A educação da mulher brasileira no século XIX O atraso em relação à educação feminina, a partir do que se concebia como sendo papel da mulher na sociedade estritamente patriarcal que aqui mantinha total seguridade, contribuirá para que somente nos anos finais do século XIX haja uma preocupação efetiva em relação à formação das moças brasileiras. Todo o ordenamento pedagógico que aqui era colocado em prática preocupava-se exclusivamente com uma rala formação das mulheres, devendo estas apenas nos primeiros anos de estudo seguirem o que era também ensinado aos meninos. Posteriormente, o ensino dessas meninas era inteiramente diferenciado daquele oferecido aos meninos, tendo em vista a diferenciação que haveria nas tarefas a serem desempenhadas pela figura masculina e pela figura feminina no âmbito social. A precariedade do ensino público somado ao uso dos costumes portugueses inteiramente tradicionais e veiculados à doutrina Cristã na sua concepção divulgada através da Igreja Católica, por exemplo, apenas ratificará o confinamento da mulher ao ambiente doméstico, no interior dos seus lares (HAIDAR, 2008, p. 212). Exatamente por este motivo a educação feminina preparava a menina para a execução das tarefas relacionadas aos afazeres domésticos, às boas maneiras e à retidão perante a superioridade masculina. Até então, apenas o ensino primário era destinado às mulheres. Enquanto os homens intensificavam os seus estudos no ensino secundário, às mulheres destinavam-se a aprendizagem acerca da economia doméstica, do bordado e dos bons costumes necessários a uma mulher

Será exatamente sobre este terreno tão arenoso que as mulheres darão os primeiros passos na institucionalização de um ensino efetivamente legitimado que não a reservasse apenas ao espaço privado dos cuidados do lar, sendo possível então o ingresso nos cursos mais profissionalizantes que inserissem também a mulher na esfera pública de uma sociedade tão estratificada com papeis já estabelecidos para cada gênero. Convém destacar que, na Corte, a maior parte destes poucos colégios destinados à educação feminina surgiram por iniciativa estrangeira.
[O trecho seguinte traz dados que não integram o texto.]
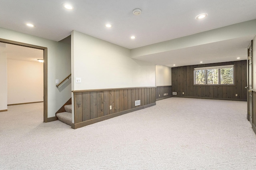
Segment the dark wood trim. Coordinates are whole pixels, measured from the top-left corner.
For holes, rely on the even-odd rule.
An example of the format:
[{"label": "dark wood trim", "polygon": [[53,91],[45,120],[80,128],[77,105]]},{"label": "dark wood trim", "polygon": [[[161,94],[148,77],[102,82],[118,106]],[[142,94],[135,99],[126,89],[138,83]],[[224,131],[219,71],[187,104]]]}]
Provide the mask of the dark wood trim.
[{"label": "dark wood trim", "polygon": [[252,124],[252,129],[253,129],[253,131],[254,131],[254,133],[256,134],[256,127],[254,124]]},{"label": "dark wood trim", "polygon": [[156,87],[128,87],[128,88],[119,88],[116,89],[94,89],[91,90],[73,90],[72,92],[73,93],[78,93],[78,92],[85,92],[87,91],[104,91],[106,90],[125,90],[128,89],[141,89],[142,88],[156,88]]},{"label": "dark wood trim", "polygon": [[57,121],[57,120],[58,119],[56,117],[48,117],[47,118],[47,122],[52,122],[53,121]]},{"label": "dark wood trim", "polygon": [[113,117],[116,117],[117,116],[120,116],[125,114],[128,113],[130,112],[134,112],[134,111],[138,111],[139,110],[142,109],[143,109],[152,106],[154,106],[156,105],[155,103],[150,104],[149,105],[145,105],[142,106],[140,106],[138,107],[135,107],[134,108],[131,109],[129,110],[126,110],[126,111],[122,111],[121,112],[117,112],[116,113],[113,113],[110,115],[106,115],[101,117],[98,117],[89,120],[88,121],[84,121],[84,122],[80,122],[78,123],[72,123],[71,125],[71,128],[74,129],[76,129],[82,127],[83,127],[86,126],[91,125],[93,123],[96,123],[97,122],[100,122],[104,121],[105,120],[109,119]]},{"label": "dark wood trim", "polygon": [[172,96],[167,96],[167,97],[162,97],[161,98],[158,98],[158,99],[156,99],[156,101],[158,101],[161,100],[163,100],[164,99],[168,99],[170,97],[172,97]]},{"label": "dark wood trim", "polygon": [[6,109],[6,110],[0,110],[0,112],[6,112],[7,111],[8,111],[7,109]]},{"label": "dark wood trim", "polygon": [[227,98],[216,98],[214,97],[198,97],[194,96],[179,96],[176,95],[172,96],[173,97],[181,97],[184,98],[192,98],[192,99],[209,99],[214,100],[230,100],[233,101],[247,101],[247,99],[227,99]]},{"label": "dark wood trim", "polygon": [[7,105],[7,106],[13,106],[14,105],[26,105],[27,104],[36,103],[42,103],[42,102],[44,102],[44,101],[35,101],[34,102],[28,102],[28,103],[21,103],[10,104],[10,105]]},{"label": "dark wood trim", "polygon": [[55,115],[57,113],[66,112],[66,110],[65,110],[65,108],[64,108],[64,107],[66,105],[71,105],[72,102],[72,98],[71,98],[69,99],[69,100],[68,101],[67,101],[64,105],[63,105],[60,108],[60,109],[59,109],[58,111],[57,111],[57,112],[55,113]]},{"label": "dark wood trim", "polygon": [[36,48],[37,49],[42,49],[43,50],[44,55],[44,122],[48,122],[48,51],[47,48],[44,47],[41,47],[38,45],[30,44],[26,43],[22,43],[9,40],[3,39],[0,38],[0,42],[4,43],[7,43],[11,44],[16,45],[18,45],[23,46],[24,47],[30,47],[30,48]]}]

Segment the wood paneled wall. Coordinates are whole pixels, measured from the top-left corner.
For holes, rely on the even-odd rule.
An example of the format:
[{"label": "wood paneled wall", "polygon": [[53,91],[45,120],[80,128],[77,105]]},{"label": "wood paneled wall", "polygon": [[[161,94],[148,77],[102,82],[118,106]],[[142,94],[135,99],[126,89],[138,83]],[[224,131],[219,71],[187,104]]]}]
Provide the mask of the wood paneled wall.
[{"label": "wood paneled wall", "polygon": [[[166,94],[166,95],[164,95]],[[172,86],[157,86],[156,88],[156,101],[172,97]]]},{"label": "wood paneled wall", "polygon": [[252,99],[252,128],[254,131],[254,132],[256,133],[256,91],[252,91],[252,97],[251,99]]},{"label": "wood paneled wall", "polygon": [[[76,128],[155,105],[155,89],[150,87],[74,91],[75,123],[72,127]],[[139,100],[140,105],[135,106],[135,101]],[[112,107],[111,110],[110,106]],[[117,113],[119,114],[113,116]],[[92,119],[93,121],[90,121]]]},{"label": "wood paneled wall", "polygon": [[[234,85],[194,85],[194,68],[234,65]],[[246,60],[219,63],[213,64],[188,65],[172,68],[172,92],[177,95],[172,97],[225,99],[247,100]],[[182,94],[184,92],[184,94]],[[238,96],[236,96],[236,94]]]}]

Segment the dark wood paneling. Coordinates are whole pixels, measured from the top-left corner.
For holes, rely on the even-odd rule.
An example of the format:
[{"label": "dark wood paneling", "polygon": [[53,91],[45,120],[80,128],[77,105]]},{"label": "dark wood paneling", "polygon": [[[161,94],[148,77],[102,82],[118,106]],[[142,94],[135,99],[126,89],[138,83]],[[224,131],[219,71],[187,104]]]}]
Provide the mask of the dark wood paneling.
[{"label": "dark wood paneling", "polygon": [[132,89],[128,89],[127,93],[128,93],[128,109],[132,109]]},{"label": "dark wood paneling", "polygon": [[98,117],[97,91],[91,91],[90,93],[90,119],[92,119]]},{"label": "dark wood paneling", "polygon": [[75,123],[82,121],[82,93],[74,94],[75,99],[74,110],[77,114],[75,115]]},{"label": "dark wood paneling", "polygon": [[[135,101],[139,100],[139,89],[135,89]],[[135,105],[135,103],[134,103]],[[136,106],[135,107],[138,107],[139,106]]]},{"label": "dark wood paneling", "polygon": [[82,93],[82,121],[90,119],[90,92],[85,92]]},{"label": "dark wood paneling", "polygon": [[[155,105],[155,89],[134,88],[73,92],[75,123],[73,125],[87,125],[85,122],[97,122],[116,116],[111,116],[112,114],[123,114],[130,112],[128,111],[135,110],[136,107],[144,108]],[[164,89],[164,91],[170,90],[166,87]],[[135,107],[135,101],[138,100],[141,100],[141,105]],[[142,106],[142,104],[144,105]],[[110,105],[112,106],[111,110],[109,109]]]},{"label": "dark wood paneling", "polygon": [[120,109],[120,111],[124,111],[124,90],[119,90],[119,109]]},{"label": "dark wood paneling", "polygon": [[145,90],[144,90],[144,88],[142,88],[141,89],[141,104],[142,106],[144,106],[145,105],[145,95],[144,95],[144,92]]},{"label": "dark wood paneling", "polygon": [[97,109],[98,112],[97,117],[101,117],[104,115],[103,111],[103,91],[97,92]]},{"label": "dark wood paneling", "polygon": [[132,108],[135,107],[135,89],[132,89]]},{"label": "dark wood paneling", "polygon": [[127,89],[124,90],[124,110],[128,110],[128,92]]},{"label": "dark wood paneling", "polygon": [[115,113],[119,112],[120,100],[119,100],[119,90],[116,90],[115,91]]},{"label": "dark wood paneling", "polygon": [[[194,85],[194,68],[230,65],[234,65],[234,85]],[[172,68],[172,91],[177,93],[177,95],[174,95],[173,97],[246,100],[247,92],[244,88],[247,85],[246,67],[246,61],[242,60]],[[157,89],[156,90],[158,91],[159,90]],[[184,92],[184,95],[182,94],[183,92]],[[236,94],[237,94],[238,96],[236,97]],[[157,93],[156,94],[159,97],[159,94]]]},{"label": "dark wood paneling", "polygon": [[103,107],[104,116],[109,115],[109,91],[103,92]]},{"label": "dark wood paneling", "polygon": [[112,109],[110,110],[109,114],[115,113],[115,91],[109,91],[109,105],[112,106]]}]

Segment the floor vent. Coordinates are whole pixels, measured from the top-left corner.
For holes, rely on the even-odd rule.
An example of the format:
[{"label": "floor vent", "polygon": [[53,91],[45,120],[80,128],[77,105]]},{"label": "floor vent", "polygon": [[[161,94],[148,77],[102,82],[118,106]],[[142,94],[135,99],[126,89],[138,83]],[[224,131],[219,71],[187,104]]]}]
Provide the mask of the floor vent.
[{"label": "floor vent", "polygon": [[135,101],[135,106],[140,105],[140,100]]}]

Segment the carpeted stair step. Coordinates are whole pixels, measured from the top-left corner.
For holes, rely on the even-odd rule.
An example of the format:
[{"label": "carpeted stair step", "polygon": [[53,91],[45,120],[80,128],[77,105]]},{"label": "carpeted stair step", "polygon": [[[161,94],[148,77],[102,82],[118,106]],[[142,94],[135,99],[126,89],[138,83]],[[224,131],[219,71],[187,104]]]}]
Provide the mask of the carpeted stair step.
[{"label": "carpeted stair step", "polygon": [[64,108],[66,112],[72,113],[72,105],[65,105]]},{"label": "carpeted stair step", "polygon": [[59,121],[69,125],[72,123],[72,114],[68,112],[62,112],[57,113],[56,116]]}]

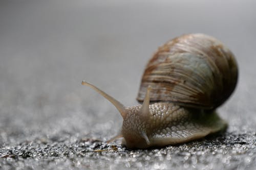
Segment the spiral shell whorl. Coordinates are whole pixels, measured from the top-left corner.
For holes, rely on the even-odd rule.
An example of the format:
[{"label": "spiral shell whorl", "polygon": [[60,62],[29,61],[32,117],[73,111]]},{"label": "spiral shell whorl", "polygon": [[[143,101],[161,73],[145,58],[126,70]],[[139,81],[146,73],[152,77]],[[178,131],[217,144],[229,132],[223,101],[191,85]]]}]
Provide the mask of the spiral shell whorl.
[{"label": "spiral shell whorl", "polygon": [[220,41],[202,34],[184,35],[167,42],[153,55],[137,99],[143,101],[151,85],[151,102],[213,109],[234,90],[238,72],[233,54]]}]

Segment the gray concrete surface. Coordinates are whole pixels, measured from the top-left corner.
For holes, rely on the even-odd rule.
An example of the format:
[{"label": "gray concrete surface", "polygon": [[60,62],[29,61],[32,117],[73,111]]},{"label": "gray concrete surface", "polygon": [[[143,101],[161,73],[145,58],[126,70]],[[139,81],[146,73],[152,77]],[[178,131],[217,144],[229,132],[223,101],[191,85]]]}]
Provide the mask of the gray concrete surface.
[{"label": "gray concrete surface", "polygon": [[[255,1],[1,1],[0,169],[254,169]],[[218,109],[223,134],[129,150],[121,117],[86,79],[127,106],[157,47],[200,32],[236,55],[239,82]]]}]

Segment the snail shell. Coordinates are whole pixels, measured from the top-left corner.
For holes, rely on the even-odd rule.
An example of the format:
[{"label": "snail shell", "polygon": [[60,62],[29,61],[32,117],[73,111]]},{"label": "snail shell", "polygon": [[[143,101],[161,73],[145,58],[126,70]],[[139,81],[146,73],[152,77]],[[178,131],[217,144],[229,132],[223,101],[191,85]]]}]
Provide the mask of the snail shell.
[{"label": "snail shell", "polygon": [[150,85],[151,102],[213,109],[230,95],[237,79],[237,64],[227,47],[212,37],[187,34],[159,48],[146,67],[137,99],[143,101]]},{"label": "snail shell", "polygon": [[215,112],[234,90],[238,79],[234,56],[221,42],[202,34],[167,42],[154,55],[137,97],[142,105],[125,107],[94,85],[123,117],[120,133],[127,147],[147,148],[184,143],[224,130]]}]

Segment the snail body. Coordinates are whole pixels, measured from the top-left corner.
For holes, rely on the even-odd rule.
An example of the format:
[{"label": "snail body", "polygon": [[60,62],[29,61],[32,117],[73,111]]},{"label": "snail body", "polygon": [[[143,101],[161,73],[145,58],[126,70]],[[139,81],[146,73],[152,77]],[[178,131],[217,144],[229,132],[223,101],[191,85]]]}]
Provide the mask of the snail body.
[{"label": "snail body", "polygon": [[234,90],[237,64],[220,41],[202,34],[181,36],[159,47],[148,63],[137,98],[124,107],[94,85],[123,117],[120,134],[130,148],[186,142],[224,130],[215,111]]}]

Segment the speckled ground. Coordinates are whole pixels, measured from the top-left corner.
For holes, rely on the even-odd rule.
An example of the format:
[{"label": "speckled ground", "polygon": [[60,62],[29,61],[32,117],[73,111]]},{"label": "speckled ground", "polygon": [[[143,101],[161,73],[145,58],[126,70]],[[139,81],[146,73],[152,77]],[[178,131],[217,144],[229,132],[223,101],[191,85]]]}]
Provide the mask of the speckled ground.
[{"label": "speckled ground", "polygon": [[[1,1],[0,169],[255,169],[255,2],[146,2]],[[121,116],[82,80],[136,104],[152,53],[191,32],[237,57],[238,87],[218,108],[227,131],[144,150],[106,144]]]}]

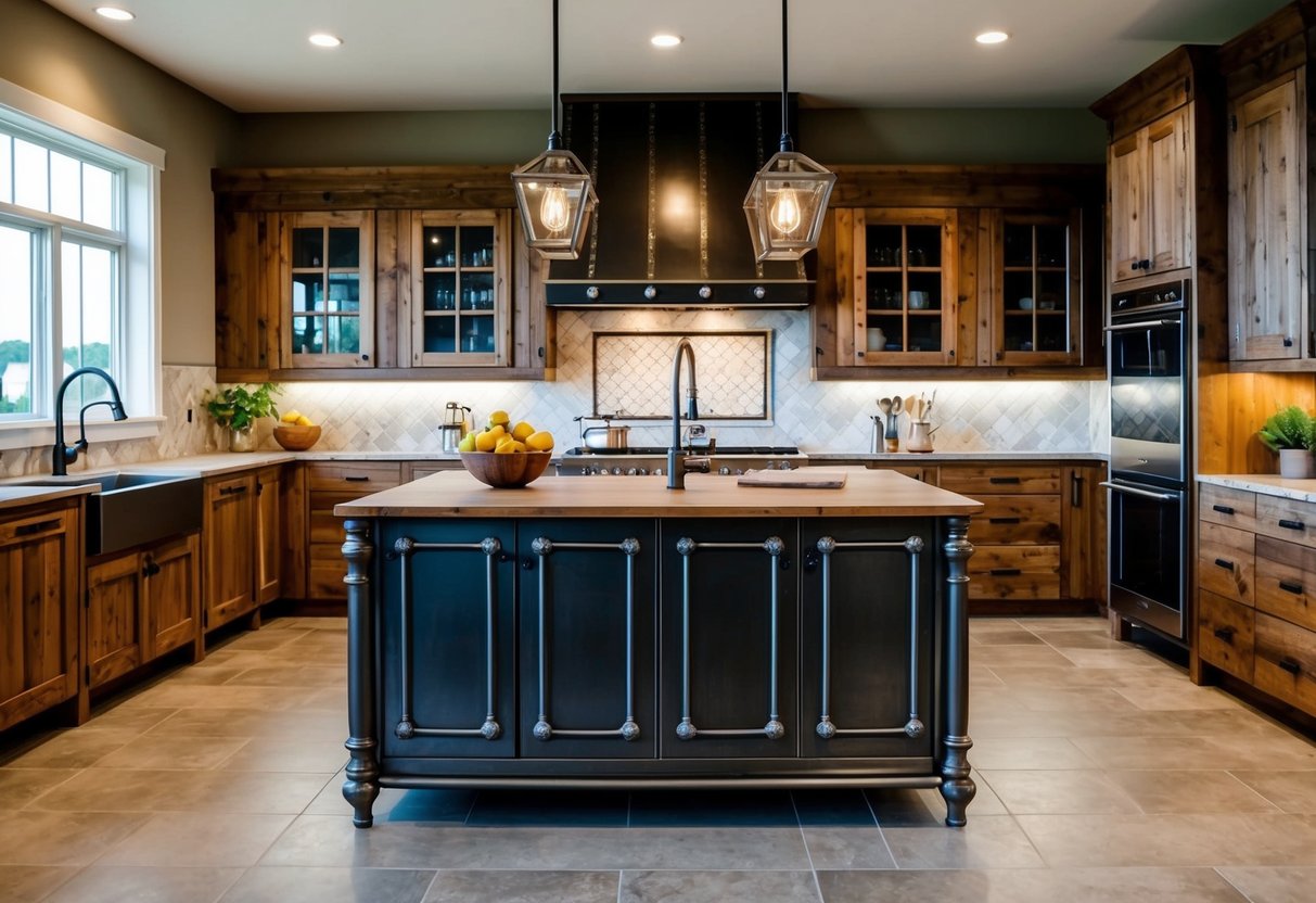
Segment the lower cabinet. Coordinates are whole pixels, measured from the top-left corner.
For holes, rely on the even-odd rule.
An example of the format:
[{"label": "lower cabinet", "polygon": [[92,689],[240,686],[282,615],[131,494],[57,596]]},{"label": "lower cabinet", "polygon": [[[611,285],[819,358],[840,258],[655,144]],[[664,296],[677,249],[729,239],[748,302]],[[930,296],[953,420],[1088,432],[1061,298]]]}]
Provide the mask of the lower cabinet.
[{"label": "lower cabinet", "polygon": [[82,504],[0,516],[0,731],[78,695]]},{"label": "lower cabinet", "polygon": [[89,688],[196,642],[197,549],[192,533],[88,563],[84,636]]}]

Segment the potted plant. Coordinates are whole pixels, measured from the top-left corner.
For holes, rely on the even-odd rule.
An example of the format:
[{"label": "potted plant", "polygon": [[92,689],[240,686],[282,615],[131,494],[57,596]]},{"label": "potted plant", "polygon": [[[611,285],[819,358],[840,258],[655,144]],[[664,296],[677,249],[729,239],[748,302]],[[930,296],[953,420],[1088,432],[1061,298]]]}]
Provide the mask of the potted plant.
[{"label": "potted plant", "polygon": [[255,449],[255,421],[261,417],[278,417],[274,395],[283,390],[274,383],[261,383],[254,390],[245,386],[229,386],[218,395],[205,400],[205,409],[215,423],[229,430],[230,452],[251,452]]},{"label": "potted plant", "polygon": [[1266,419],[1257,438],[1279,453],[1279,475],[1307,479],[1312,475],[1312,448],[1316,446],[1316,420],[1296,404],[1280,408]]}]

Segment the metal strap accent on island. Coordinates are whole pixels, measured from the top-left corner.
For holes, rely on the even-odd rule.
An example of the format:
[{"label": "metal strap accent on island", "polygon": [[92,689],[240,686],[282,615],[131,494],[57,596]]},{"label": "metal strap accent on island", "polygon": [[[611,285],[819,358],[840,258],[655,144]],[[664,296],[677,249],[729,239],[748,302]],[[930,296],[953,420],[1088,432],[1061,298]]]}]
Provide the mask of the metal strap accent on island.
[{"label": "metal strap accent on island", "polygon": [[[769,715],[767,724],[762,728],[728,728],[728,729],[713,729],[713,731],[700,731],[695,727],[694,720],[691,720],[690,712],[690,562],[695,552],[699,549],[762,549],[770,555],[769,575],[771,578],[770,590],[770,642],[771,642],[771,673],[769,675],[770,682],[770,698],[769,698]],[[676,725],[676,737],[679,740],[694,740],[696,736],[703,733],[709,737],[753,737],[762,733],[769,740],[780,740],[786,736],[786,725],[782,724],[780,715],[778,712],[778,696],[776,696],[776,646],[778,646],[778,624],[776,612],[779,608],[779,592],[776,583],[776,570],[780,565],[782,553],[786,552],[786,544],[778,536],[770,536],[762,542],[696,542],[688,536],[683,536],[676,540],[676,552],[680,554],[680,724]]]},{"label": "metal strap accent on island", "polygon": [[[832,723],[832,555],[837,549],[890,549],[904,552],[909,558],[909,720],[898,728],[838,728]],[[822,712],[817,735],[824,740],[838,735],[923,736],[925,728],[919,717],[919,554],[923,552],[923,540],[911,536],[903,542],[837,542],[830,536],[824,536],[817,541],[817,550],[822,555]]]},{"label": "metal strap accent on island", "polygon": [[[486,673],[486,708],[484,723],[478,728],[422,728],[417,727],[416,719],[411,713],[411,559],[417,552],[479,552],[484,555],[484,665]],[[401,537],[393,544],[393,553],[401,559],[401,648],[405,661],[401,667],[401,719],[393,733],[399,740],[412,737],[484,737],[497,740],[503,735],[503,728],[497,723],[494,700],[497,696],[497,677],[495,658],[495,594],[494,594],[494,559],[503,552],[503,544],[495,537],[487,537],[479,542],[416,542],[411,537]]]},{"label": "metal strap accent on island", "polygon": [[[608,550],[621,552],[626,557],[626,720],[615,731],[582,731],[554,728],[549,723],[547,696],[547,628],[545,625],[545,603],[547,590],[547,558],[555,549]],[[636,555],[640,553],[640,540],[626,537],[621,542],[554,542],[546,536],[536,537],[530,550],[540,557],[540,719],[534,723],[534,738],[547,741],[554,735],[561,737],[612,737],[625,741],[640,738],[640,725],[636,724]]]}]

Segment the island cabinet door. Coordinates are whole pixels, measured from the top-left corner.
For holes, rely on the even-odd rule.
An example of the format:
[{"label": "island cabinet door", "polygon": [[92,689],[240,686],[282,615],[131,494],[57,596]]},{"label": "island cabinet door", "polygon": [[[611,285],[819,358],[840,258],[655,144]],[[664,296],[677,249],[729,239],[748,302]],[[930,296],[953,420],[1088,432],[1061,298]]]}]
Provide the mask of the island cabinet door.
[{"label": "island cabinet door", "polygon": [[780,517],[659,523],[662,758],[799,752],[797,533]]},{"label": "island cabinet door", "polygon": [[653,758],[653,520],[522,520],[521,756]]},{"label": "island cabinet door", "polygon": [[933,754],[937,553],[928,520],[801,523],[801,756]]},{"label": "island cabinet door", "polygon": [[515,756],[513,523],[390,521],[375,555],[382,757]]}]

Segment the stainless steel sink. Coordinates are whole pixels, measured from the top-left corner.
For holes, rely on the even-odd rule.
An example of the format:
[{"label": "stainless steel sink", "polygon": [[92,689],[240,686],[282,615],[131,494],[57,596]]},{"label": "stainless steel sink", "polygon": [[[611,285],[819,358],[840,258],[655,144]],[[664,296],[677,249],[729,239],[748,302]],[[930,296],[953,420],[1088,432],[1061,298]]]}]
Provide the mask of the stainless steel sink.
[{"label": "stainless steel sink", "polygon": [[88,486],[87,554],[100,555],[201,529],[205,503],[200,474],[70,474],[11,486]]}]

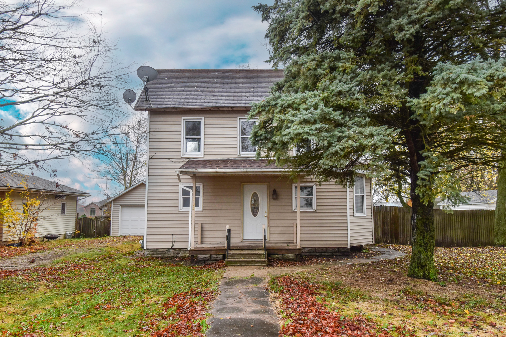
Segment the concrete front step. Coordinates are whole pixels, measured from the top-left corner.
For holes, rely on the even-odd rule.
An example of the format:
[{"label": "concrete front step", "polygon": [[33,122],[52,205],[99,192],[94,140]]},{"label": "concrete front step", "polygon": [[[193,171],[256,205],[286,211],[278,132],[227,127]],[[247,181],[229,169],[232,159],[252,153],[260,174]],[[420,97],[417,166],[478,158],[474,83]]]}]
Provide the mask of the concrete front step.
[{"label": "concrete front step", "polygon": [[234,250],[228,251],[228,257],[232,259],[264,259],[265,254],[260,250]]},{"label": "concrete front step", "polygon": [[230,258],[225,260],[227,266],[267,266],[267,259],[240,259]]}]

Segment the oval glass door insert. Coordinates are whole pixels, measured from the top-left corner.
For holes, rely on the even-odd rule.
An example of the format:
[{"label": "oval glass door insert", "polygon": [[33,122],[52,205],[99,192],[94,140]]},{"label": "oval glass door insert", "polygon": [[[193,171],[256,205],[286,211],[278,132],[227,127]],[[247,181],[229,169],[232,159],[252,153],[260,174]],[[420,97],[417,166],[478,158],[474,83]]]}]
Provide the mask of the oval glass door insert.
[{"label": "oval glass door insert", "polygon": [[253,192],[253,194],[251,195],[251,209],[253,216],[256,217],[258,215],[258,211],[260,209],[260,199],[256,192]]}]

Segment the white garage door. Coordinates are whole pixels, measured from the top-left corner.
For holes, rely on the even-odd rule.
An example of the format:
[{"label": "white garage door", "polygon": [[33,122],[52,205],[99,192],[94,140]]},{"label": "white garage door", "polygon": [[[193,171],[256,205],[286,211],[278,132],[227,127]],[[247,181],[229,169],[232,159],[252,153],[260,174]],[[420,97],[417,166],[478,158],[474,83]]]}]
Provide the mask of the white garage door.
[{"label": "white garage door", "polygon": [[121,206],[119,235],[144,235],[144,206]]}]

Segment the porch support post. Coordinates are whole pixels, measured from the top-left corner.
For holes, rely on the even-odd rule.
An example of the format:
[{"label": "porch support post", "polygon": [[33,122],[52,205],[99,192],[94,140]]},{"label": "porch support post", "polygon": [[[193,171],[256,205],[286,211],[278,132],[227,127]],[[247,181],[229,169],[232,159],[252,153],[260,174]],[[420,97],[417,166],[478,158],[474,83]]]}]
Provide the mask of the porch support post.
[{"label": "porch support post", "polygon": [[197,194],[195,175],[192,176],[192,182],[193,184],[193,194],[191,199],[191,248],[195,248],[195,196]]},{"label": "porch support post", "polygon": [[301,175],[297,175],[297,248],[301,248]]}]

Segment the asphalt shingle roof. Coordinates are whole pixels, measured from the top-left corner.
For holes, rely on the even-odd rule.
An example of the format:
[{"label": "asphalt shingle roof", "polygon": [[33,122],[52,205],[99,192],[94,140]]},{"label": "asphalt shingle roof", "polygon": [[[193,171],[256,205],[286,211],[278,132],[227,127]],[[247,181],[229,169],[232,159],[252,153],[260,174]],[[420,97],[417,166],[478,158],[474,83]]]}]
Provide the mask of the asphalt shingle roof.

As diretoras abrigavam suas alunas no interior da sua própria residência, onde praticamente funcionava a escola e, por isso, o número de estudantes era extremamente reduzido, assim como era também reduzida a quantidade de conhecimentos disponíveis para a instrução destas meninas, visto que o próprio preparo dos professores era raso e superficial, já que esta não era uma prática totalmente aceita pela sociedade da época. A Reforma proposta por Leôncio de Carvalho, promulgada em 1879, não surtiu nenhum efeito significativo quanto ao acesso à educação por parte do corpo discente composto por mulheres. A responsabilidade do ensino primário continuava a cargo do Governo Central, enquanto o ensino secundário ficaria sob os cuidados do investimento particular, conforme estava já estabelecido no Ato Adicional de 1834. Conforme dito, por este motivo, a formação da mulher através do ensino público no Brasil não era, sob nenhuma hipótese, o que se esperava de uma nação que passava por tantas transformações.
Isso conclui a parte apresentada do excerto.